Edinburgh - JDF did his best to look after Professor Plücker [Julius Plücker] of Bonn: 'He seemed pleased with my optical apparatus which is now pretty complete and in the Airy [George Airy] fashion'. Thanks WW for reading his memorandum for the Philosophical Magazine [on heat]. Professor Powell [Baden Powell] 'much to my gratification, disclaims in toto the colour which the reporter has given to his account of my experiments in the Phil. Mag....I don't know what Murphy [Robert Murphy] says. It is only lately that I have grown jealous of any little credit my polarizing might bring me'. JDF is sorry he has not acted sooner on WW's suggestions for tides but will endeavour to get it established. George Airy has asked JDF for advice on taking magnetic observations, can WW make sure he received JDF's reply. He spent a day with Mr Harcourt [Vernon Harcourt] and urged him to work hard in securing a good attendance at Bristol for the forthcoming BAAS meeting: 'I think the place ill chosen, but yet that it may be one of the best in point of science'. What does WW think of Lord Brougham's book?: 'it is certainly remarkable'. WW should not enlarge his mechanics which JDF still expects it to sell well in Edinburgh. JDF still hopes to publish on the Pyrenean hot waters. He has been examining his thermometer in Bessel's [Friedrich Bessel] way 'which does not do much credit to Troughton [Edward Troughton] and Simms [William Simms] 'standard''.

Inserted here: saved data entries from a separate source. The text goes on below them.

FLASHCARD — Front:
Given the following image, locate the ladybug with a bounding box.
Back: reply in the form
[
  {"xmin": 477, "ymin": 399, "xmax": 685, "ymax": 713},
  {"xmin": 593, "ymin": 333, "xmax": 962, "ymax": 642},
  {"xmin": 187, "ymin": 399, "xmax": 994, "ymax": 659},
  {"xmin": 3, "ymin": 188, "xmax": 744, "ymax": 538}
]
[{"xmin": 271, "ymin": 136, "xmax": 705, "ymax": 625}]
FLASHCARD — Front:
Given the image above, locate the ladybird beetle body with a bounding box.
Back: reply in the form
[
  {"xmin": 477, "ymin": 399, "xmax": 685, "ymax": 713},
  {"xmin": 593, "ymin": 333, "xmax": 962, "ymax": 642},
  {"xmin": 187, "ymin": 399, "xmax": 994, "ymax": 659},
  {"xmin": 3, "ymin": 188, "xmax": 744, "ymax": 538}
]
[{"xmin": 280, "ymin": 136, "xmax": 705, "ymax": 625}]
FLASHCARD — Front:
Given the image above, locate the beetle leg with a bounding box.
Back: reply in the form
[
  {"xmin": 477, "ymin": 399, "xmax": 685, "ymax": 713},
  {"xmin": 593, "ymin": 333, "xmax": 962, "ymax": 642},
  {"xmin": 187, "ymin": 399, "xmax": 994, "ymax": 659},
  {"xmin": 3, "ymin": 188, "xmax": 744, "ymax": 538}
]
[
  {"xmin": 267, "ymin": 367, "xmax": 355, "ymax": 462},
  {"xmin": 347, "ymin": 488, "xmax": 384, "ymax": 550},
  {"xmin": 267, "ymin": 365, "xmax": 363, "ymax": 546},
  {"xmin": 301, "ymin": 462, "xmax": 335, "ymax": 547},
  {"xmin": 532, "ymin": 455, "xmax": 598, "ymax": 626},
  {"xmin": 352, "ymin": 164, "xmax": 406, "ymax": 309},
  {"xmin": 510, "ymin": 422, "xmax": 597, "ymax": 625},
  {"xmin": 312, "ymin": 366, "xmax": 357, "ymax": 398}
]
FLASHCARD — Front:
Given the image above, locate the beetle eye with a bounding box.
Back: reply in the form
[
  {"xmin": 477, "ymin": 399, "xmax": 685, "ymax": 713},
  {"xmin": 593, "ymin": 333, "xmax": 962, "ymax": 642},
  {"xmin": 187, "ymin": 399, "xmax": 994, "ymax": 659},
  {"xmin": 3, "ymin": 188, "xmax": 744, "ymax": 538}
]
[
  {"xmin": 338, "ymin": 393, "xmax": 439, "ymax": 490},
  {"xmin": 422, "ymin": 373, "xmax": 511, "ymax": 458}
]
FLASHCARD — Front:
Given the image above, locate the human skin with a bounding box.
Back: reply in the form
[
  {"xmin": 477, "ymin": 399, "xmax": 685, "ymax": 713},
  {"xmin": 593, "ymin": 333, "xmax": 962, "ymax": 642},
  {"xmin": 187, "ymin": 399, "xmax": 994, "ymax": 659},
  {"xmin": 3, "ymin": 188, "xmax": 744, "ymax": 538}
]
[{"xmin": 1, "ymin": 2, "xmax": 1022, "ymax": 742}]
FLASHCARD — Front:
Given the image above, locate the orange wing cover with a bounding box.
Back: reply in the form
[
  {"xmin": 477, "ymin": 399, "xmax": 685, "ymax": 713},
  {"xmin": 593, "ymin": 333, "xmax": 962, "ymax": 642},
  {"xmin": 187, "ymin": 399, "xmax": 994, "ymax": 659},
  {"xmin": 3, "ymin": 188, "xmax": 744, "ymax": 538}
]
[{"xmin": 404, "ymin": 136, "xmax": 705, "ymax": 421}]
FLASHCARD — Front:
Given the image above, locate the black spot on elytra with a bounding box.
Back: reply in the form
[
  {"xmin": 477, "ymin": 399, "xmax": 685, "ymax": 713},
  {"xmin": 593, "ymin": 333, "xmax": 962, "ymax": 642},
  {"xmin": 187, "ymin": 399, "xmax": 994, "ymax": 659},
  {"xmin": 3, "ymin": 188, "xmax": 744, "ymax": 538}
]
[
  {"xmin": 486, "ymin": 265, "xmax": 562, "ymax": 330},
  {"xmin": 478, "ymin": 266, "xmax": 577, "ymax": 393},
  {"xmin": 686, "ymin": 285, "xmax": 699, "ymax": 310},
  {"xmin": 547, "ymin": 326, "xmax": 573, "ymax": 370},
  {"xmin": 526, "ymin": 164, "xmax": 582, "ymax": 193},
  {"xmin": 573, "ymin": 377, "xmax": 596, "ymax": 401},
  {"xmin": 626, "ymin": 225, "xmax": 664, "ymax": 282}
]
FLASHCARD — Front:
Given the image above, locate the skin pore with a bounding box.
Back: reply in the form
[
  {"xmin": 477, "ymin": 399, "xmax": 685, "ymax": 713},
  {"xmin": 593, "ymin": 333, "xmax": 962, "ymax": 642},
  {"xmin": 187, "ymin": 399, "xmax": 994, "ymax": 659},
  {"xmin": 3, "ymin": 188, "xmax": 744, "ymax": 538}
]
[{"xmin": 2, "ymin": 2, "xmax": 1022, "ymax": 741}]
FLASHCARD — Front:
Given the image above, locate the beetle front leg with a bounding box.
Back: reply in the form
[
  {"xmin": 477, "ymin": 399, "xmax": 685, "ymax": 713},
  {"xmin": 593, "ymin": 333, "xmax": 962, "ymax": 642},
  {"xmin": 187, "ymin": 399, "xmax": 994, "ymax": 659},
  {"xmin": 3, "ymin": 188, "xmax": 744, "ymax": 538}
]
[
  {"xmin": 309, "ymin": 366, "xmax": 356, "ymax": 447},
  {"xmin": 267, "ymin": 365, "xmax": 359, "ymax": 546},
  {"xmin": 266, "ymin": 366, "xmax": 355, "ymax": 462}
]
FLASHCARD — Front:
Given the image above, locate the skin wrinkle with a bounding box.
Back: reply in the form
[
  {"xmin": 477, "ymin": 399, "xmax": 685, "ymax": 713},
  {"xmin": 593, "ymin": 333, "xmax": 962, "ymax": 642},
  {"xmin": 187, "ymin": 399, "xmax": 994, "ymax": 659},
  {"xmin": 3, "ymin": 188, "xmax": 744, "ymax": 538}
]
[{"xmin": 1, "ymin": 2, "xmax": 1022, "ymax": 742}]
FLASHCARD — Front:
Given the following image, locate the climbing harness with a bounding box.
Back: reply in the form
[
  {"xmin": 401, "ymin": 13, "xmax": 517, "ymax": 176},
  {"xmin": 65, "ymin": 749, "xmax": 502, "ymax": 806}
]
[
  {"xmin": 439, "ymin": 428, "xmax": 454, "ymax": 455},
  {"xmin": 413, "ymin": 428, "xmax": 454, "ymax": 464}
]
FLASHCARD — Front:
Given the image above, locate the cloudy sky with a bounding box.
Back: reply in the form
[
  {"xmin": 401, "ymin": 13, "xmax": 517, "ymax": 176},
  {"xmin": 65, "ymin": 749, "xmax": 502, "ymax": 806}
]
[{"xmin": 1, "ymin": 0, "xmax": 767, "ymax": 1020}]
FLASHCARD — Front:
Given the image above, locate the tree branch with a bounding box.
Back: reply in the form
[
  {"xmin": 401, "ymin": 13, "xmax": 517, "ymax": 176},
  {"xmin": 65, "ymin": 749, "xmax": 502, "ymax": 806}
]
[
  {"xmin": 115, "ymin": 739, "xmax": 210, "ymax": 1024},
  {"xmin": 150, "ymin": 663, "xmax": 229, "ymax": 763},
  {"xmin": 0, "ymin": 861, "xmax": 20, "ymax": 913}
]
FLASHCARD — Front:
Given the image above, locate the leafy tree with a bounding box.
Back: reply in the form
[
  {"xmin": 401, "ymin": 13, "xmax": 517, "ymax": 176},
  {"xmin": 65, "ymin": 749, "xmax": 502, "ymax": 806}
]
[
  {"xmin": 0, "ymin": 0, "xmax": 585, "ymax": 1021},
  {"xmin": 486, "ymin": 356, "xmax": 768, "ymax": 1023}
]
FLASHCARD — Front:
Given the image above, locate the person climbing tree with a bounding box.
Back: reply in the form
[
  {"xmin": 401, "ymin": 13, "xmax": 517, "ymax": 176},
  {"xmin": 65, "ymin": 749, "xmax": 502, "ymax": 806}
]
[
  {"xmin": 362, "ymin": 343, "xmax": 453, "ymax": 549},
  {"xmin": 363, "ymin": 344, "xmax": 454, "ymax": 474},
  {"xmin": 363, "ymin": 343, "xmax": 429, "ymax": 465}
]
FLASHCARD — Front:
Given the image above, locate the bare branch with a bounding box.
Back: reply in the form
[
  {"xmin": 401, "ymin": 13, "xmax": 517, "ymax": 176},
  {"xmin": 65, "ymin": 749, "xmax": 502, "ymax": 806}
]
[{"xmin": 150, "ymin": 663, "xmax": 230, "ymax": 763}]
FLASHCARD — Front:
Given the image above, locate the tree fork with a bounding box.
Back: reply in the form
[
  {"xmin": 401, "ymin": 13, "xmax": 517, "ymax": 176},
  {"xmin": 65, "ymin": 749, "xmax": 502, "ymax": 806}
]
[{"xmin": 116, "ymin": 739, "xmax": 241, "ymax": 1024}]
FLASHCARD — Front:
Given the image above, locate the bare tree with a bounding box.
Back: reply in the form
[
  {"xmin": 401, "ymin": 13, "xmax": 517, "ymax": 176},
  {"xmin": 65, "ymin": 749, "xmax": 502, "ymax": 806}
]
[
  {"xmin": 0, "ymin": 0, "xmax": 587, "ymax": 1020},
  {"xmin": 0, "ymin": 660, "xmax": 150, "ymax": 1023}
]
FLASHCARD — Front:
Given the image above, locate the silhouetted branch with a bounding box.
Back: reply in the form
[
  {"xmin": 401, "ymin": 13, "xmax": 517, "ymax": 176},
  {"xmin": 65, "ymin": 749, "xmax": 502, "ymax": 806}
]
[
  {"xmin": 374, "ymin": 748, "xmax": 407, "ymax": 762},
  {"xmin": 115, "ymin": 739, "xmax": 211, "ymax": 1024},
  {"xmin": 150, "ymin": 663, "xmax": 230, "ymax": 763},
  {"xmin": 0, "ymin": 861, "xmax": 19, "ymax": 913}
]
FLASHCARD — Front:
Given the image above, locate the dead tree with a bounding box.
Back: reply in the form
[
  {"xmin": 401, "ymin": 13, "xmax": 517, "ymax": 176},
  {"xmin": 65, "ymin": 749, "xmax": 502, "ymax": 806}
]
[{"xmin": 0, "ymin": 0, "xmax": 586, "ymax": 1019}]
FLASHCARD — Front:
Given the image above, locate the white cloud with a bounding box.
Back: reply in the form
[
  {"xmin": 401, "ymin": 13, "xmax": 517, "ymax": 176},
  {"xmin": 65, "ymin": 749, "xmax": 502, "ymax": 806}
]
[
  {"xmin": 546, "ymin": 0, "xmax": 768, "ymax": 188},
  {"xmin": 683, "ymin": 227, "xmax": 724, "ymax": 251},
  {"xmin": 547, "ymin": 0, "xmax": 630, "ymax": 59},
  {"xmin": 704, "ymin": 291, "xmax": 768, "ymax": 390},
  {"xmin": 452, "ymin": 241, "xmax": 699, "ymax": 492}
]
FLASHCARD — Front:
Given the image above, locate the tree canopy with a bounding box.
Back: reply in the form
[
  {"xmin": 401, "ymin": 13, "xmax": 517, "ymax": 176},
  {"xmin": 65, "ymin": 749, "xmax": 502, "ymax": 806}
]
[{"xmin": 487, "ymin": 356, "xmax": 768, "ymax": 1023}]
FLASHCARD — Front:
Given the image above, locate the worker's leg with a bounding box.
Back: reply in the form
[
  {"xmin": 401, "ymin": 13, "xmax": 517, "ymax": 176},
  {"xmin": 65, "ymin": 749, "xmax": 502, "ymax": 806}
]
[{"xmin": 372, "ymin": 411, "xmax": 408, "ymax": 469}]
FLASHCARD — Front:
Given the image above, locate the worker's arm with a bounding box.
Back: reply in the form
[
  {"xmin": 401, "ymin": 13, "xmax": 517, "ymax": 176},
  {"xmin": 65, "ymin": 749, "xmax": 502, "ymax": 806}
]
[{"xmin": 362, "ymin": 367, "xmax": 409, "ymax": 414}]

Add. MS a/204/23 · Item · 2 Oct. 1835
Part of Additional Manuscripts a

The Athenaeum Club - JDF has read an account of the BAAS Dublin meeting and Professor Powell's [Baden Powell] account of Melloni's [Macedonio Melloni] and JDF's experiments: 'His chief object seems to have been to make out the accuracy of his own papers, and he certainly mistakes Melloni's results as completely as it is possible to do when he makes him say that there are two distinct kinds of heat. On the contrary there are an infinite variety which pass into one another insensibly. He equally mistakes my results when he makes them to depend upon Mr Murphy's [Robert Murphy, Elementary Principles of the Theories of Electricity, Heat, and Molecular Actions, 1833] Integration. This is precisely Biot's [Jean Baptiste Biot] objection, viz that the two positions of the plates are not symmetrical as regards the effect of conduction [JDF gives a diagram showing the angles of the plates]. Granted at once. But will the mathematical gentlemen only have the goodness to see the experiment tried and they will see that the effect is of an order quite superior to any effect of conduction whatever - that it is independent of the distances of the plates from one another, which requires, no nicety of adjustment, so that the integration (if practicable) will go for nothing. I have really a right to insist that my experiments shall be seen before they are judged. I admit all the mathematical perturbations, but the chief cause is as clearly developed as the influence of the moon on the tides'. The tables have turned in Paris in favour of JDF's theory: 'Arago [Dominique F J Arago], Libri [Guglielmo Libri] and Dulong [P. L. Dulong] have taken up my cause, Biot is at last silenced'. Could WW point out to Mr Murphy [Robert Murphy] 'that in the case of Depolarization by the mica plate there is the most perfect symmetry (mathematically) which he can desire'.